L’année 2010 s’annonce bonne pour l’opérateur ferroviaire. Contrairement à 2009, les déficits ont été laissés à quai. Le résultat négatif de l’année passée (un milliard de pertes, une première depuis 2001) reste tout de même dans les esprits, car la reprise est timide. Les signes positifs sont bien là, mais la SNCF ne devrait être que très légèrement bénéficiaire. "Nous ne sommes pas aujourd’hui satisfaits", a même commenté Guillaume Pepy au micro de nos confrères d’Europe 1.

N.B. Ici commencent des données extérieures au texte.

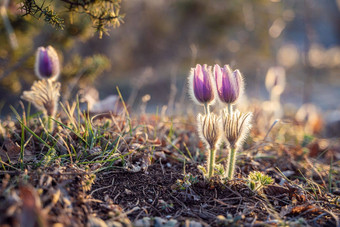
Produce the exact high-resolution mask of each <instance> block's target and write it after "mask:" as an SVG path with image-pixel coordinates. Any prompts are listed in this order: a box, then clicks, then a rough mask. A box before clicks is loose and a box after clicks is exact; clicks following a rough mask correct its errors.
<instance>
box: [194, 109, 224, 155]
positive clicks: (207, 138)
mask: <svg viewBox="0 0 340 227" xmlns="http://www.w3.org/2000/svg"><path fill="white" fill-rule="evenodd" d="M219 122H220V120H219V118H218V116H217V115H216V114H214V113H209V114H207V115H202V114H198V115H197V123H198V125H197V129H198V135H199V137H200V139H201V140H202V141H203V143H204V144H205V145H206V147H207V149H215V147H217V146H218V144H219V143H220V137H221V136H220V134H221V133H220V128H219V127H218V125H219Z"/></svg>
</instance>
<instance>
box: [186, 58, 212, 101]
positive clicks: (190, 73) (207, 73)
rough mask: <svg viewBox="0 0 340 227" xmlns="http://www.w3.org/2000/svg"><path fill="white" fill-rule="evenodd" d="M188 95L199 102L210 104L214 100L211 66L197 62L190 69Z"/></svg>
mask: <svg viewBox="0 0 340 227" xmlns="http://www.w3.org/2000/svg"><path fill="white" fill-rule="evenodd" d="M189 90H190V95H191V97H192V98H193V100H195V101H196V102H198V103H199V104H205V103H207V104H211V102H213V101H214V98H215V95H214V88H213V83H212V75H211V66H209V67H208V66H207V65H203V67H202V66H201V65H199V64H197V65H196V68H192V69H191V73H190V76H189Z"/></svg>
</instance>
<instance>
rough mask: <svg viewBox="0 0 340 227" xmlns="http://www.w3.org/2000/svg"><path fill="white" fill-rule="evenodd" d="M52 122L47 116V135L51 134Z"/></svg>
mask: <svg viewBox="0 0 340 227" xmlns="http://www.w3.org/2000/svg"><path fill="white" fill-rule="evenodd" d="M53 128H54V121H53V120H52V116H47V131H48V132H49V133H52V132H53Z"/></svg>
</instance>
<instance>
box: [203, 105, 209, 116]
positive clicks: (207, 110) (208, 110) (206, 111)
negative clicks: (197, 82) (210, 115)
mask: <svg viewBox="0 0 340 227" xmlns="http://www.w3.org/2000/svg"><path fill="white" fill-rule="evenodd" d="M204 112H205V114H206V115H207V114H210V106H209V104H208V103H204Z"/></svg>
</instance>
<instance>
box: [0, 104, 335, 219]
mask: <svg viewBox="0 0 340 227" xmlns="http://www.w3.org/2000/svg"><path fill="white" fill-rule="evenodd" d="M126 113H127V111H124V112H123V113H121V114H120V115H119V116H113V115H110V114H105V115H104V114H103V115H97V116H91V115H89V114H86V113H84V112H81V111H80V110H79V107H78V105H77V104H73V105H72V106H71V105H67V104H66V105H65V106H63V113H62V114H61V115H60V116H58V117H57V118H56V120H55V122H56V125H57V127H56V129H55V130H54V132H53V133H52V134H50V133H48V132H47V131H46V130H45V129H44V128H43V127H42V124H44V120H43V119H40V118H39V116H40V115H31V114H30V111H29V108H28V109H27V111H23V114H20V115H19V114H17V120H15V121H14V120H11V119H7V120H4V121H2V122H1V135H2V136H1V140H0V144H1V147H0V157H1V161H0V166H1V171H0V179H1V181H0V225H4V226H6V225H9V226H18V225H20V224H23V223H24V224H25V226H51V225H52V224H56V223H61V224H63V225H64V226H82V225H85V224H87V225H89V226H113V225H115V226H118V223H120V224H121V225H123V226H132V225H133V224H134V225H136V226H148V224H151V225H153V224H162V223H163V224H165V223H167V225H168V226H178V225H180V224H181V225H185V226H189V225H190V224H191V225H193V224H195V223H196V224H197V222H198V223H200V224H201V225H204V226H223V225H291V226H294V225H295V226H303V225H312V226H339V215H340V197H339V194H340V191H339V186H340V175H339V171H340V168H339V160H338V159H337V157H339V152H340V151H339V147H340V143H339V141H338V140H331V139H328V140H327V139H318V137H317V136H315V135H306V134H305V133H304V130H303V125H299V124H297V123H295V122H294V121H292V122H291V123H289V124H279V125H276V126H275V127H273V129H272V131H271V132H270V133H269V135H268V136H267V137H266V138H265V136H266V133H267V131H268V130H267V129H268V126H263V125H260V124H259V123H258V122H263V119H262V121H261V119H259V118H260V117H261V115H259V114H257V115H255V120H254V126H253V130H252V131H251V133H250V136H249V138H248V139H247V142H246V145H245V147H244V150H243V152H242V153H240V154H239V156H238V159H237V166H238V168H237V169H236V177H235V180H233V181H225V180H223V179H219V178H218V177H216V178H214V179H213V180H212V181H210V182H206V181H204V179H203V177H202V174H201V173H200V172H199V171H198V169H197V166H198V165H199V164H201V165H202V164H203V163H204V160H205V154H204V153H203V150H204V148H203V145H202V143H201V142H200V141H199V139H198V136H197V133H196V128H195V125H196V123H195V118H194V117H190V116H187V117H182V116H173V117H172V118H169V117H167V116H159V115H157V114H156V115H140V116H136V117H134V116H130V115H128V114H126ZM262 117H263V116H262ZM257 123H258V124H257ZM264 138H265V140H264ZM217 157H218V158H217V162H218V163H222V164H223V163H224V162H225V157H226V154H225V152H224V151H223V150H222V151H220V153H218V155H217ZM255 170H256V171H260V172H262V173H263V174H267V175H269V176H271V177H272V178H273V179H274V182H275V183H273V184H271V185H269V186H266V187H264V188H263V190H261V191H258V192H253V191H252V190H250V189H249V187H248V185H247V177H248V174H249V173H250V172H251V171H255Z"/></svg>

Pour autant, le retour aux affaires s’annonce bien, notamment avec le fret "les transports de marchandises sont bien repartis" et le transport de personnes a permis à la SNCF de connaître une trêve estivale active. Pendant l’été, la SNCF a transporté 17 millions de passagers, soit une augmentation de 1,5 %.

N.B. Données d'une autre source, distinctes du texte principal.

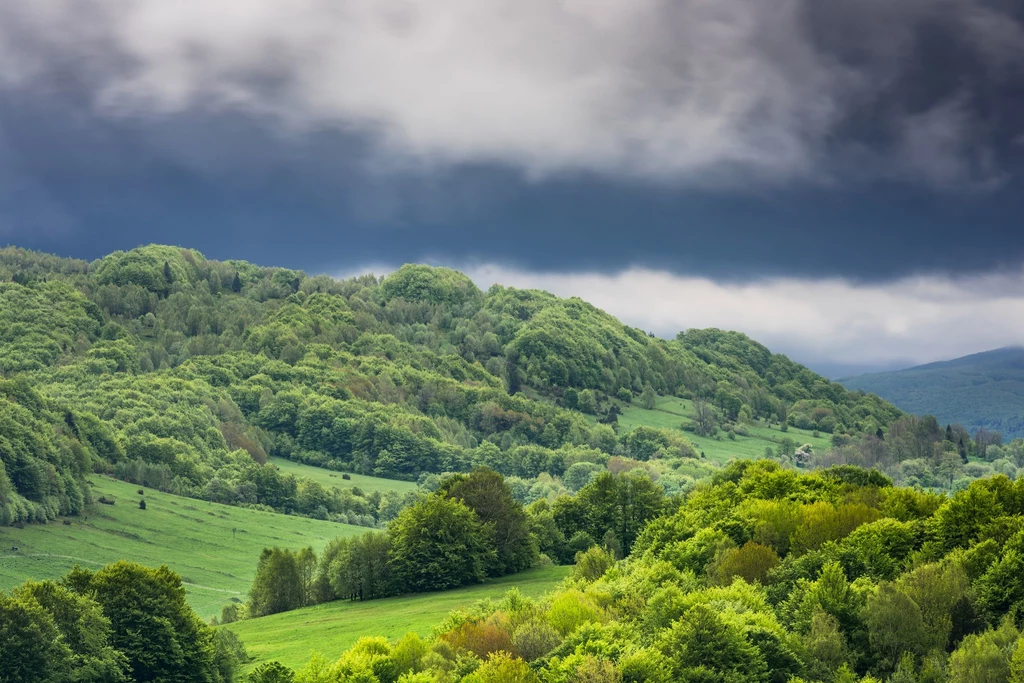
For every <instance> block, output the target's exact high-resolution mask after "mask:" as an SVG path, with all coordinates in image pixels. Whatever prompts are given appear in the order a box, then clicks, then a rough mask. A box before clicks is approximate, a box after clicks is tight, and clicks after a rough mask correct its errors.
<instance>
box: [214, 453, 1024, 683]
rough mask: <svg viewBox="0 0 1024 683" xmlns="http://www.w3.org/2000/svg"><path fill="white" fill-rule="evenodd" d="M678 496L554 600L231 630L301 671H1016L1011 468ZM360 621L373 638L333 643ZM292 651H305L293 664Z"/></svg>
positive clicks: (357, 677)
mask: <svg viewBox="0 0 1024 683" xmlns="http://www.w3.org/2000/svg"><path fill="white" fill-rule="evenodd" d="M685 498H686V500H685V505H682V506H679V507H677V508H675V509H674V510H672V511H670V512H669V513H667V514H666V515H664V516H662V517H659V518H657V519H654V520H653V521H651V523H650V524H648V525H647V526H646V528H645V529H644V531H643V532H642V535H641V536H640V538H639V539H638V540H637V544H636V546H635V548H634V553H633V555H632V556H631V557H630V558H629V559H628V560H624V561H618V562H613V561H612V560H611V558H610V557H609V556H608V554H607V553H606V552H605V551H604V550H602V549H600V548H592V549H591V550H590V551H588V552H587V553H586V554H585V555H584V556H582V557H581V558H580V560H579V561H578V563H577V566H575V567H574V568H573V570H572V572H571V573H570V575H569V578H568V579H567V580H566V581H565V582H564V583H562V584H561V585H560V586H558V587H557V588H556V589H555V590H554V591H553V592H552V593H550V594H548V595H546V596H543V597H540V598H538V597H532V596H529V595H524V594H523V593H524V592H520V593H516V592H510V593H509V594H507V595H506V596H505V597H504V598H503V599H501V600H500V601H498V600H496V601H489V602H487V603H483V604H479V605H475V606H473V607H472V608H470V609H462V610H459V611H456V612H454V613H452V614H450V615H449V616H447V617H445V618H436V621H435V622H434V625H433V628H432V629H431V630H430V632H429V636H426V637H424V633H425V632H426V631H427V628H426V625H425V624H421V623H420V621H419V614H417V615H416V616H413V615H411V616H410V624H409V627H408V628H407V629H402V628H401V627H400V626H398V627H397V628H396V625H395V624H394V623H393V613H392V609H396V610H402V612H404V610H406V609H408V608H410V607H412V606H413V605H410V604H408V603H403V602H399V601H398V600H394V601H392V602H390V603H388V606H389V608H388V609H385V610H381V611H378V612H370V611H369V610H367V609H366V608H365V606H364V604H360V603H354V604H352V603H349V604H338V603H334V604H330V605H326V606H321V607H315V608H312V609H306V610H299V611H296V612H291V613H288V614H279V615H275V616H272V617H267V618H264V620H253V621H251V622H249V623H243V624H240V625H239V626H238V627H234V626H232V627H230V628H232V629H236V628H237V629H238V630H239V633H242V634H243V635H244V636H245V638H246V639H247V642H251V643H253V649H254V651H258V652H259V653H260V654H261V656H265V657H270V656H274V657H280V659H281V663H283V664H284V665H287V666H288V667H289V668H294V669H296V670H297V671H296V672H295V674H296V675H295V680H297V681H307V680H317V681H318V680H325V681H335V680H337V681H367V682H368V683H383V682H384V681H392V680H396V679H397V680H399V681H403V682H404V681H410V682H414V681H415V682H416V683H419V682H420V681H423V682H424V683H427V682H431V681H463V682H465V683H507V682H509V681H516V682H520V683H574V682H579V681H600V682H603V681H609V682H611V681H621V682H627V681H637V682H640V681H646V682H656V683H669V682H670V681H683V682H687V683H689V682H698V681H700V682H707V681H721V682H728V683H732V682H736V683H738V682H740V681H742V682H744V683H745V682H752V683H803V682H808V683H810V682H818V683H839V682H844V683H845V682H849V683H880V682H882V681H888V682H890V683H902V682H903V681H906V682H922V681H935V682H937V683H944V682H948V683H981V682H985V683H1019V681H1021V680H1024V679H1022V676H1024V635H1022V633H1021V630H1020V626H1019V622H1020V617H1019V614H1020V613H1021V609H1022V608H1024V554H1022V548H1024V530H1021V529H1022V528H1024V480H1018V481H1016V482H1014V481H1012V480H1010V479H1008V478H1007V477H1001V476H1000V477H991V478H987V479H982V480H979V481H975V482H973V483H972V484H970V486H969V488H968V489H967V490H964V492H959V493H957V494H955V495H953V496H949V497H947V496H944V495H935V494H929V493H926V492H923V490H920V489H915V488H901V487H897V486H894V485H892V482H891V481H889V480H888V479H886V477H884V476H882V475H880V474H879V473H878V472H874V471H868V470H863V469H859V468H855V467H840V468H834V469H825V470H822V471H819V472H815V473H812V474H800V473H798V472H795V471H793V470H790V469H783V468H781V467H780V466H779V465H778V464H777V463H773V462H769V461H758V462H752V461H738V462H735V463H733V464H730V465H729V466H728V467H725V468H723V469H721V470H720V471H719V473H718V474H717V475H716V476H715V477H713V478H712V479H710V480H709V481H706V482H705V483H703V484H702V485H700V486H698V487H696V488H695V489H693V490H692V492H690V493H689V494H687V495H686V497H685ZM476 590H480V591H482V590H484V589H482V588H479V589H476ZM453 595H454V593H453V594H446V595H445V596H439V597H446V598H450V597H452V596H453ZM430 598H432V596H421V597H420V598H418V600H419V601H421V602H418V603H416V605H417V606H422V604H423V603H422V601H425V600H428V599H430ZM381 604H383V603H381ZM341 614H350V615H351V616H352V622H353V626H352V627H350V626H347V625H346V624H345V622H344V618H343V617H342V616H341ZM365 625H366V626H370V625H373V627H374V629H375V630H374V631H373V632H372V633H373V637H365V638H361V639H359V640H358V641H356V642H354V643H353V644H352V646H351V647H350V648H349V649H348V650H347V651H345V652H341V653H339V652H338V648H337V644H338V643H340V642H343V641H344V640H349V641H350V640H352V638H353V637H354V635H355V633H353V631H359V632H361V628H362V626H365ZM293 627H295V628H293ZM353 627H354V628H353ZM404 631H410V632H412V634H411V635H406V636H402V635H401V634H402V633H403V632H404ZM342 634H343V635H342ZM321 635H324V636H325V637H324V639H323V640H317V636H321ZM278 638H280V639H281V640H280V642H278ZM250 639H251V640H250ZM301 646H305V647H306V648H308V649H309V650H318V652H315V653H311V654H312V656H309V655H308V654H307V655H306V656H305V657H301V664H298V663H297V660H298V659H300V655H301V652H300V651H299V650H300V647H301ZM259 666H261V667H270V666H272V665H271V664H270V663H267V661H266V660H265V659H263V660H262V661H261V664H260V665H259ZM257 671H258V670H257ZM263 671H267V669H264V670H263ZM279 671H281V670H280V669H279ZM285 680H291V679H290V678H288V677H285Z"/></svg>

Pour sa rentrée des classes, Guillaume Pepy a déjà un agenda bien rempli. Il devra se lancer dans la bataille du rail européen, notamment avec la Deutsche Bahn. Le concurrent allemand reproche à la France de ne pas avoir ouvert son marché ferroviaire, alors que la SNCF n’hésite pas à venir pointer le bout de ses rames outre-Rhin sur les lignes régionales. Une rencontre a été organisée entre les présidents des deux compagnies à l’initiative des ministres des transports des deux pays, "afin de lever un peu les ambiguïtés", a expliqué Dominique Bussereau.

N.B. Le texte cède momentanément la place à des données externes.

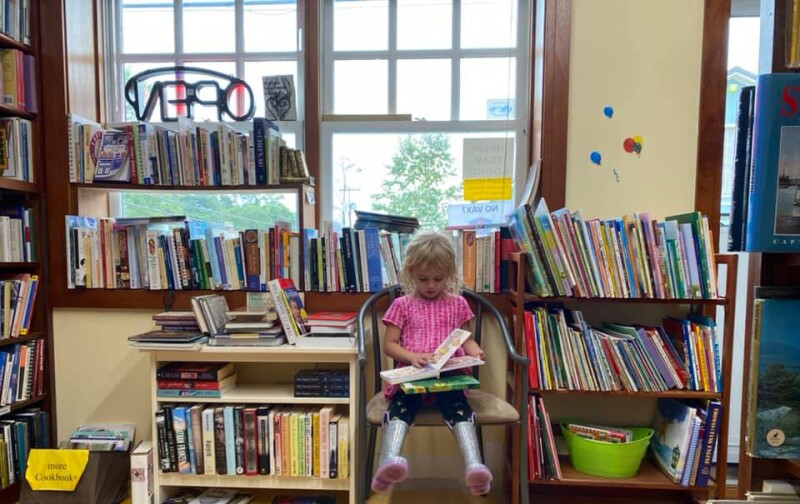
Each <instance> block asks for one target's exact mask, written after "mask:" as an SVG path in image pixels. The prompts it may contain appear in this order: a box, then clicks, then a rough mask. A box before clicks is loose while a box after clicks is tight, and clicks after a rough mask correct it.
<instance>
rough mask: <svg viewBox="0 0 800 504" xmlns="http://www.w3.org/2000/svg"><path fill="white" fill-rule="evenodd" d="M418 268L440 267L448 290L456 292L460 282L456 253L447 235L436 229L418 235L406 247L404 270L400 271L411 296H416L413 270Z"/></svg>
mask: <svg viewBox="0 0 800 504" xmlns="http://www.w3.org/2000/svg"><path fill="white" fill-rule="evenodd" d="M417 268H422V269H438V270H441V271H443V272H444V273H445V275H446V277H447V292H449V293H451V294H452V293H455V292H456V289H457V285H456V284H457V283H458V272H457V271H456V254H455V252H454V251H453V246H452V244H451V243H450V240H449V239H448V238H447V236H445V235H443V234H442V233H437V232H435V231H427V232H424V233H420V234H418V235H416V236H415V237H414V238H413V239H412V240H411V242H409V244H408V247H407V248H406V254H405V260H404V261H403V270H402V271H401V272H400V286H401V287H402V288H403V291H404V292H405V293H406V294H408V295H409V296H416V294H417V286H416V284H415V283H414V277H413V271H414V270H415V269H417Z"/></svg>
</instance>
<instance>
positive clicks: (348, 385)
mask: <svg viewBox="0 0 800 504" xmlns="http://www.w3.org/2000/svg"><path fill="white" fill-rule="evenodd" d="M294 396H295V397H349V396H350V375H349V371H348V370H347V369H301V370H299V371H297V372H296V373H295V375H294Z"/></svg>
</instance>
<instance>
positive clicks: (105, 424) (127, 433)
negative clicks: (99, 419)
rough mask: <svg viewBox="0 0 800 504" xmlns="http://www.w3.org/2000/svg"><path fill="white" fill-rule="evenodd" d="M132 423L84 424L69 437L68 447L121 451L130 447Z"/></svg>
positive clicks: (132, 436) (103, 450) (133, 437)
mask: <svg viewBox="0 0 800 504" xmlns="http://www.w3.org/2000/svg"><path fill="white" fill-rule="evenodd" d="M135 431H136V426H135V425H133V424H128V423H126V424H84V425H81V426H80V427H78V428H77V429H75V430H74V431H73V432H72V434H71V435H70V437H69V448H72V449H76V448H79V449H83V450H89V451H123V452H126V451H128V450H129V449H130V448H131V443H133V438H134V434H135Z"/></svg>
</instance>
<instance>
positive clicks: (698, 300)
mask: <svg viewBox="0 0 800 504" xmlns="http://www.w3.org/2000/svg"><path fill="white" fill-rule="evenodd" d="M525 301H532V302H536V303H622V304H667V305H690V304H697V305H722V306H725V305H727V304H728V300H727V299H726V298H717V299H659V298H581V297H547V298H545V297H540V296H535V295H533V294H525Z"/></svg>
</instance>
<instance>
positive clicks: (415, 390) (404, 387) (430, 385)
mask: <svg viewBox="0 0 800 504" xmlns="http://www.w3.org/2000/svg"><path fill="white" fill-rule="evenodd" d="M480 386H481V383H480V382H479V381H478V380H476V379H475V378H473V377H472V376H470V375H467V374H458V375H454V376H442V377H441V378H428V379H427V380H418V381H413V382H406V383H403V384H402V385H400V389H401V390H402V391H403V392H405V393H406V394H425V393H435V392H450V391H453V390H465V389H474V388H478V387H480Z"/></svg>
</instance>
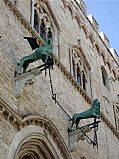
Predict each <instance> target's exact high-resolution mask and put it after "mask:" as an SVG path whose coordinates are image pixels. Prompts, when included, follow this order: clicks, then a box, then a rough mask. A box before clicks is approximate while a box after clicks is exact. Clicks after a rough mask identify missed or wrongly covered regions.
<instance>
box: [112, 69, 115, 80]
mask: <svg viewBox="0 0 119 159" xmlns="http://www.w3.org/2000/svg"><path fill="white" fill-rule="evenodd" d="M112 73H113V76H114V79H115V80H116V72H115V71H114V70H112Z"/></svg>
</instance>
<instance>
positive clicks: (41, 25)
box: [34, 3, 52, 40]
mask: <svg viewBox="0 0 119 159" xmlns="http://www.w3.org/2000/svg"><path fill="white" fill-rule="evenodd" d="M34 28H35V30H36V31H37V33H39V34H40V37H41V38H42V39H43V40H45V39H47V38H51V37H52V26H51V20H50V18H49V16H48V14H47V12H46V11H45V9H44V8H43V7H42V6H40V5H39V4H38V3H35V4H34Z"/></svg>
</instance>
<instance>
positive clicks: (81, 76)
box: [70, 48, 89, 91]
mask: <svg viewBox="0 0 119 159" xmlns="http://www.w3.org/2000/svg"><path fill="white" fill-rule="evenodd" d="M70 56H71V59H72V60H71V62H70V68H71V69H70V70H71V74H72V76H73V77H74V78H75V80H76V81H77V84H79V85H80V87H81V88H82V89H83V90H85V91H86V90H88V87H89V85H87V84H86V82H87V79H89V76H88V73H87V72H88V69H89V68H88V66H87V65H88V64H87V65H86V61H85V59H84V55H82V51H81V49H79V48H73V49H72V50H71V54H70Z"/></svg>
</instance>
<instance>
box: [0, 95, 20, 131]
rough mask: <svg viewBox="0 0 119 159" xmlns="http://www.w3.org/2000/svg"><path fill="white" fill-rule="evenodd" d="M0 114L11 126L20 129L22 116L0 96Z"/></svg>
mask: <svg viewBox="0 0 119 159" xmlns="http://www.w3.org/2000/svg"><path fill="white" fill-rule="evenodd" d="M0 116H1V117H3V118H4V119H5V120H7V121H8V122H9V123H10V124H11V125H12V126H13V127H15V128H16V129H17V130H20V125H21V124H22V118H21V117H20V115H19V114H18V113H17V112H15V111H14V110H13V109H12V108H11V107H10V106H9V105H8V104H7V103H6V102H5V101H4V100H3V99H1V98H0Z"/></svg>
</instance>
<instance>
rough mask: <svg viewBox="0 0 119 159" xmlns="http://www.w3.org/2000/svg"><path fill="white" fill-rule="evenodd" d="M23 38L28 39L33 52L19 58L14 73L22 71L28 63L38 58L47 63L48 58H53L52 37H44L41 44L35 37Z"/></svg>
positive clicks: (26, 68)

Enfin, Guillaume Pepy va devoir remuer les sombres heures du rail hexagonal dans le cadre de l’appel d’offres du TGV californien (Los Angeles – San Francisco). Une récente loi impose en effet aux candidats d’expliquer leur rôle éventuel dans la déportation des juifs pendant la Seconde Guerre mondiale et de présenter les mesures de réparation à l’égard des victimes.
Le numéro un de la SNCF ne refuse pas cette introspection et a promis d’ouvrir les archives de l’entreprise, non sans rappeler que les cheminots, dont 2000 ont été exécutés, "étaient sous le joug de l’occupant nazi."